Lo storico Yuval Noah Harari si chiede, al termine di Sapiens, quale sia in prospettiva una possibile evoluzione della nostra specie, fino ad immaginare un vero e proprio mutamento di forma, uno slittamento ontologico: in questo caso le domande non sarebbero più quelle moderne, kantiane ed umanistiche, circa i limiti gnoseologici e la portata etica del dovere (che cosa posso conoscere, che cosa devo fare?), anche perché il soggetto che le pone sarebbe un altro essere (forse nemmeno più un “soggetto”) dalle potenzialità pressoché illimitate: egli/esso si chiederebbe piuttosto che cosa voglio diventare, se non addirittura che cosa voglio volere?

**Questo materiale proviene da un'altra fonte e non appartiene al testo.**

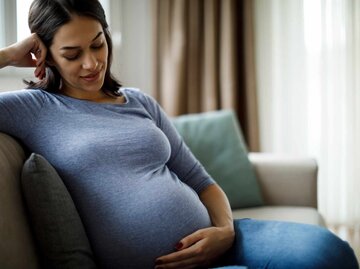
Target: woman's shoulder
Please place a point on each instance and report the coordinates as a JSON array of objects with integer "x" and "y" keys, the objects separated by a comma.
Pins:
[
  {"x": 22, "y": 96},
  {"x": 135, "y": 93}
]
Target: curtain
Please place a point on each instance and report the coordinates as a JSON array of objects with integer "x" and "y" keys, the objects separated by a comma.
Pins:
[
  {"x": 308, "y": 67},
  {"x": 204, "y": 59}
]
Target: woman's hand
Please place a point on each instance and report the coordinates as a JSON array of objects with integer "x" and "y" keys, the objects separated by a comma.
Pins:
[
  {"x": 30, "y": 52},
  {"x": 199, "y": 249}
]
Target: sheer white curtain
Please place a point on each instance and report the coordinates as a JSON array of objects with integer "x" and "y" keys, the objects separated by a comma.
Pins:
[{"x": 308, "y": 67}]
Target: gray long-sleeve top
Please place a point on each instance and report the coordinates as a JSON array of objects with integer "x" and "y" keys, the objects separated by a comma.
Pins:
[{"x": 133, "y": 180}]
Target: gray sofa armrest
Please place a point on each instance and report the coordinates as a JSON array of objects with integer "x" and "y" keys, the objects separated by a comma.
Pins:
[{"x": 284, "y": 180}]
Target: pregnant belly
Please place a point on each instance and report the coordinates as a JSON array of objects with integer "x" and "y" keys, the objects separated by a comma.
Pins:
[{"x": 130, "y": 227}]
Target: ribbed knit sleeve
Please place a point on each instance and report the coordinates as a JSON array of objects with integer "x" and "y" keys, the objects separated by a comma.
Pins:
[{"x": 19, "y": 111}]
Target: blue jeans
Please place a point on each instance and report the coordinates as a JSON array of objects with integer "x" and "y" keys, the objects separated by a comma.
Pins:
[{"x": 285, "y": 245}]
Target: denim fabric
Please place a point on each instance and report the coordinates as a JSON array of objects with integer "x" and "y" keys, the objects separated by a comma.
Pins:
[{"x": 284, "y": 245}]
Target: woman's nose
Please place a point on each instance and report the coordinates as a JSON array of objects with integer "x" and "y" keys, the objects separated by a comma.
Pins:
[{"x": 90, "y": 62}]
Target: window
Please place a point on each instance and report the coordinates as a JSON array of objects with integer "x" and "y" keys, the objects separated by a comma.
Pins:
[{"x": 13, "y": 18}]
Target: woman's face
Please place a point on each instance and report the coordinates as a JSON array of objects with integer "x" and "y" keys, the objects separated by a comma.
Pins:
[{"x": 79, "y": 52}]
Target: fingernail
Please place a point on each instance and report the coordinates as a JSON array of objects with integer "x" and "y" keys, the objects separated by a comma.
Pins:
[{"x": 178, "y": 245}]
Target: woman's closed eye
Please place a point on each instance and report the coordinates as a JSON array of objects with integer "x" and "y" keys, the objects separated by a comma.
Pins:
[{"x": 76, "y": 55}]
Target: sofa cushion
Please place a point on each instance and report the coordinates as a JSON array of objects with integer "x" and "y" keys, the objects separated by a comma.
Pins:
[
  {"x": 17, "y": 250},
  {"x": 216, "y": 141},
  {"x": 299, "y": 214},
  {"x": 57, "y": 226}
]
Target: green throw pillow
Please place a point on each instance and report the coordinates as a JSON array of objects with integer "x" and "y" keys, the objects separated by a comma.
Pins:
[
  {"x": 57, "y": 227},
  {"x": 216, "y": 141}
]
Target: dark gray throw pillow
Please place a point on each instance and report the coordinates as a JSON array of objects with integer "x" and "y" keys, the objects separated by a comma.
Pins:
[{"x": 57, "y": 227}]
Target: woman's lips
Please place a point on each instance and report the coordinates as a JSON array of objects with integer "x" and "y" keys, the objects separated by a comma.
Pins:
[{"x": 92, "y": 77}]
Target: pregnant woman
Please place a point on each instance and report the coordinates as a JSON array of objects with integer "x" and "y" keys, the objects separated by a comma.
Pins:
[{"x": 144, "y": 199}]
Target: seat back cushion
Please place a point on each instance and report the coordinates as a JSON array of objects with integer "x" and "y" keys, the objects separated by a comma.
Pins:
[
  {"x": 57, "y": 227},
  {"x": 216, "y": 140},
  {"x": 17, "y": 247}
]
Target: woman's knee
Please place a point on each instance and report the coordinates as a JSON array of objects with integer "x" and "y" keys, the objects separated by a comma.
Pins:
[
  {"x": 272, "y": 244},
  {"x": 329, "y": 251}
]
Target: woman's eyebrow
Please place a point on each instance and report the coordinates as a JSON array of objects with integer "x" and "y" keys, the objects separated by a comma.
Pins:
[{"x": 78, "y": 47}]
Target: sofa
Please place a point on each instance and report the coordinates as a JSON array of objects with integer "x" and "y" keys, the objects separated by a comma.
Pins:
[{"x": 288, "y": 186}]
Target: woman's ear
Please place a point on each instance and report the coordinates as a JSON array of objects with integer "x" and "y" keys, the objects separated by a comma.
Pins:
[{"x": 49, "y": 60}]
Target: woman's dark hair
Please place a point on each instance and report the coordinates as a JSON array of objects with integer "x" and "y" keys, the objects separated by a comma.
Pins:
[{"x": 47, "y": 16}]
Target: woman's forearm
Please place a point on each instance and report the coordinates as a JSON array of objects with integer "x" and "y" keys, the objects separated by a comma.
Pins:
[
  {"x": 3, "y": 58},
  {"x": 218, "y": 206}
]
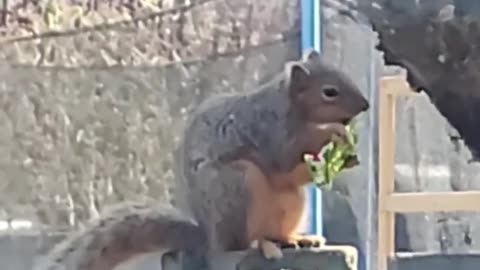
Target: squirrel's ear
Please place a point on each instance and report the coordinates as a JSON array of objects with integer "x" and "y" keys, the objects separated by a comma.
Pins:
[
  {"x": 298, "y": 75},
  {"x": 311, "y": 54}
]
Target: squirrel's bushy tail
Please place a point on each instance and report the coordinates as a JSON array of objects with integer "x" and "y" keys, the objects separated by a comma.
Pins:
[{"x": 124, "y": 232}]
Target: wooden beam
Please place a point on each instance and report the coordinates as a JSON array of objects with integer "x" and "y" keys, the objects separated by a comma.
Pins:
[
  {"x": 432, "y": 202},
  {"x": 386, "y": 221}
]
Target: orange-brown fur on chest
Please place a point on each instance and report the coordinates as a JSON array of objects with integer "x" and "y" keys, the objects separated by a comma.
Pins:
[{"x": 277, "y": 202}]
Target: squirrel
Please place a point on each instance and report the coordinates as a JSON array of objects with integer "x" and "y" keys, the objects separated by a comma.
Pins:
[{"x": 240, "y": 175}]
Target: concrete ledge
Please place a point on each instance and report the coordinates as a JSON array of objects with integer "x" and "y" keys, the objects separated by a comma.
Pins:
[
  {"x": 325, "y": 258},
  {"x": 428, "y": 261}
]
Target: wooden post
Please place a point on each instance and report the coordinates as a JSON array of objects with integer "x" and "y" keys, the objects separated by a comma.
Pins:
[
  {"x": 386, "y": 220},
  {"x": 390, "y": 203}
]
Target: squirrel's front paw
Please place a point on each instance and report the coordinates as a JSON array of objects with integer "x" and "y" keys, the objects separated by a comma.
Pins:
[
  {"x": 269, "y": 249},
  {"x": 335, "y": 131}
]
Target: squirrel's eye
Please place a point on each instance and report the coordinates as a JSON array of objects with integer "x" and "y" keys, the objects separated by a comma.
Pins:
[{"x": 330, "y": 92}]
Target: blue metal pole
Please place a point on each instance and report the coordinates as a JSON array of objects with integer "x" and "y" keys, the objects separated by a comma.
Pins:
[{"x": 311, "y": 38}]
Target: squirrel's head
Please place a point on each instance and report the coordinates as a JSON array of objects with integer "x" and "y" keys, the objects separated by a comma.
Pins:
[{"x": 323, "y": 93}]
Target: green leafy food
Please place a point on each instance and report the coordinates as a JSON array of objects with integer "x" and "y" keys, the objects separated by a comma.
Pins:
[{"x": 333, "y": 159}]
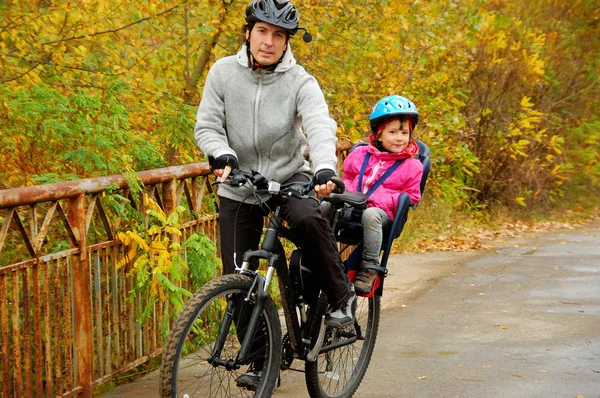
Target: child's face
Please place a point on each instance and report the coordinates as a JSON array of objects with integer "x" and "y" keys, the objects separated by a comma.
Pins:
[{"x": 395, "y": 136}]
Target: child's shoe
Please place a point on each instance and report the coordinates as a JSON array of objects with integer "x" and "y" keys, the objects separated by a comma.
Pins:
[{"x": 365, "y": 279}]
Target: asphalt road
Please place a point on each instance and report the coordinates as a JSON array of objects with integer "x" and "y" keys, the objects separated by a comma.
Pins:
[{"x": 520, "y": 320}]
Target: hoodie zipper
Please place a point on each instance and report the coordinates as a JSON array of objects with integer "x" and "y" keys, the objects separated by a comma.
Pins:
[{"x": 256, "y": 106}]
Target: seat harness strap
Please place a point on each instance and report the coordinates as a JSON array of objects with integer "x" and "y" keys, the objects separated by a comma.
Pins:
[{"x": 381, "y": 179}]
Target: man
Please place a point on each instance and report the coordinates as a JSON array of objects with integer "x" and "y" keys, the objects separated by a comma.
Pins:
[{"x": 250, "y": 117}]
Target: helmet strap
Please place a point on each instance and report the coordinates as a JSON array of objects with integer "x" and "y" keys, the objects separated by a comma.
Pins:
[{"x": 252, "y": 63}]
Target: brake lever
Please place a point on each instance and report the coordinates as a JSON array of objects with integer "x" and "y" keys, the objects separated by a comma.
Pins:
[{"x": 340, "y": 187}]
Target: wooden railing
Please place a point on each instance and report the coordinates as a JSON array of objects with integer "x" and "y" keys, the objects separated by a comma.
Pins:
[{"x": 67, "y": 320}]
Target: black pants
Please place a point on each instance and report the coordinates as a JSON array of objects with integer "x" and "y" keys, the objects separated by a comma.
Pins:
[{"x": 241, "y": 228}]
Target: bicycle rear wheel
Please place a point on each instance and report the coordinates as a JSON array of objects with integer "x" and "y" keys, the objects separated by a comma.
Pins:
[
  {"x": 186, "y": 369},
  {"x": 339, "y": 371}
]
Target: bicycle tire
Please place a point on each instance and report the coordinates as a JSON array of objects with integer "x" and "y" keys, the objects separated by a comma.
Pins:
[
  {"x": 185, "y": 370},
  {"x": 339, "y": 372}
]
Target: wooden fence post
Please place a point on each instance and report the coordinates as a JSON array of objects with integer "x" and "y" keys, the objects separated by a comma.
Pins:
[{"x": 82, "y": 299}]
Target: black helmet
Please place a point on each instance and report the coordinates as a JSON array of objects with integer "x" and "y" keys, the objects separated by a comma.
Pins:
[{"x": 281, "y": 13}]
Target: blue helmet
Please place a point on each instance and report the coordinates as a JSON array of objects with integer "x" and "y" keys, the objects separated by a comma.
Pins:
[{"x": 393, "y": 107}]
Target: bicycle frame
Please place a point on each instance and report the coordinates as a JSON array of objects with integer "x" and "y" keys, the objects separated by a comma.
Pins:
[{"x": 272, "y": 251}]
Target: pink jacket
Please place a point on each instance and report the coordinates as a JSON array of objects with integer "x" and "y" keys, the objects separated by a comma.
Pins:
[{"x": 406, "y": 178}]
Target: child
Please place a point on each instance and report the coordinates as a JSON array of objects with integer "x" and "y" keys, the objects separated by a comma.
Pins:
[{"x": 392, "y": 121}]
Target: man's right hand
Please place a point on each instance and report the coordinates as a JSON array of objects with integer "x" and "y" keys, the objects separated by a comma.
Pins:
[
  {"x": 222, "y": 165},
  {"x": 322, "y": 182}
]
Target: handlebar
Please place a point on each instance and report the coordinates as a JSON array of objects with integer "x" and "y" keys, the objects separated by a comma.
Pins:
[{"x": 240, "y": 178}]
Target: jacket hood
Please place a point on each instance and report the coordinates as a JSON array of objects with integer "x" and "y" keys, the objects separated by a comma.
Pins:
[
  {"x": 411, "y": 150},
  {"x": 286, "y": 63}
]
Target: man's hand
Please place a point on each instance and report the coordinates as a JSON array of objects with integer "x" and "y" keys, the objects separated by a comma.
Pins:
[
  {"x": 223, "y": 165},
  {"x": 323, "y": 184}
]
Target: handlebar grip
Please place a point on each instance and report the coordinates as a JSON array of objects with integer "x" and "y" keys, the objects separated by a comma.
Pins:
[{"x": 340, "y": 187}]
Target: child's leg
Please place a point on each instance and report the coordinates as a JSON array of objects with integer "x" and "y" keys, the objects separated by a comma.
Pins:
[{"x": 374, "y": 220}]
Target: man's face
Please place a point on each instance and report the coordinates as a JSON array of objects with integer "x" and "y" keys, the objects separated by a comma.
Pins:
[{"x": 267, "y": 42}]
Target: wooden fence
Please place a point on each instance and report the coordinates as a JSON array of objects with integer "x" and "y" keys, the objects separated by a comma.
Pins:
[{"x": 67, "y": 321}]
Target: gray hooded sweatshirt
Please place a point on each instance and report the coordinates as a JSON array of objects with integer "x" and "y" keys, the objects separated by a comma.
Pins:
[{"x": 258, "y": 117}]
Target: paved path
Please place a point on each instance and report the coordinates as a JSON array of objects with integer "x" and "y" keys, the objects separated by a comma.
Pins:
[{"x": 521, "y": 320}]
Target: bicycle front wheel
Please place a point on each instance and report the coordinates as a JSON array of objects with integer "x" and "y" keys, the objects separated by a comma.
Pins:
[
  {"x": 199, "y": 357},
  {"x": 346, "y": 352}
]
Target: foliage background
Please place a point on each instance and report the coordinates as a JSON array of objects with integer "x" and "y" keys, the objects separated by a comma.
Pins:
[{"x": 508, "y": 90}]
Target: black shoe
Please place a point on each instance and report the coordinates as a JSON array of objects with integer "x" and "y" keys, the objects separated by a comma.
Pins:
[
  {"x": 343, "y": 316},
  {"x": 365, "y": 279},
  {"x": 251, "y": 379}
]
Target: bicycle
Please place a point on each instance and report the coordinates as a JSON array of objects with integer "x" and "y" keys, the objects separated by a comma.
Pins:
[{"x": 229, "y": 320}]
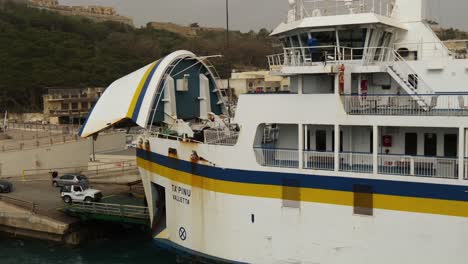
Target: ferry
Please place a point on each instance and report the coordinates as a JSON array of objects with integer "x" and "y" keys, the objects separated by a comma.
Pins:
[{"x": 363, "y": 161}]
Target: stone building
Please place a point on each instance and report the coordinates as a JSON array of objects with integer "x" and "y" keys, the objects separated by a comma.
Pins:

In questo interregno, nella fase di transito e di passaggio ad una nuova singolarità destinata a sospendere tutti i concetti e le categorie precedenti e a fondare un inedito cosmo post-umano – la vecchia specie umana si sta comportando nella maniera più anti-aristotelica possibile: bestie e dèi commisti, con un volto umano ormai sfigurato:
«Siamo più potenti di quanto siamo mai stati, ma non sappiamo che cosa fare con tutto questo potere. Peggio di tutto, gli umani sembrano più irresponsabili che mai. Siamo dèi che si sono fatti da sé, a tenerci compagnia abbiamo solo le leggi della fisica, e non dobbiamo render conto a nessuno. Di conseguenza stiamo causando la distruzione dei nostri compagni animali e dell’ecosistema circostante, ricercando null’altro che il nostro benessere e il nostro divertimento, e per giunta senza essere mai soddisfatti.
Può esserci qualcosa di più pericoloso di una massa di dèi insoddisfatti e irresponsabili che non sanno neppure ciò che vogliono?»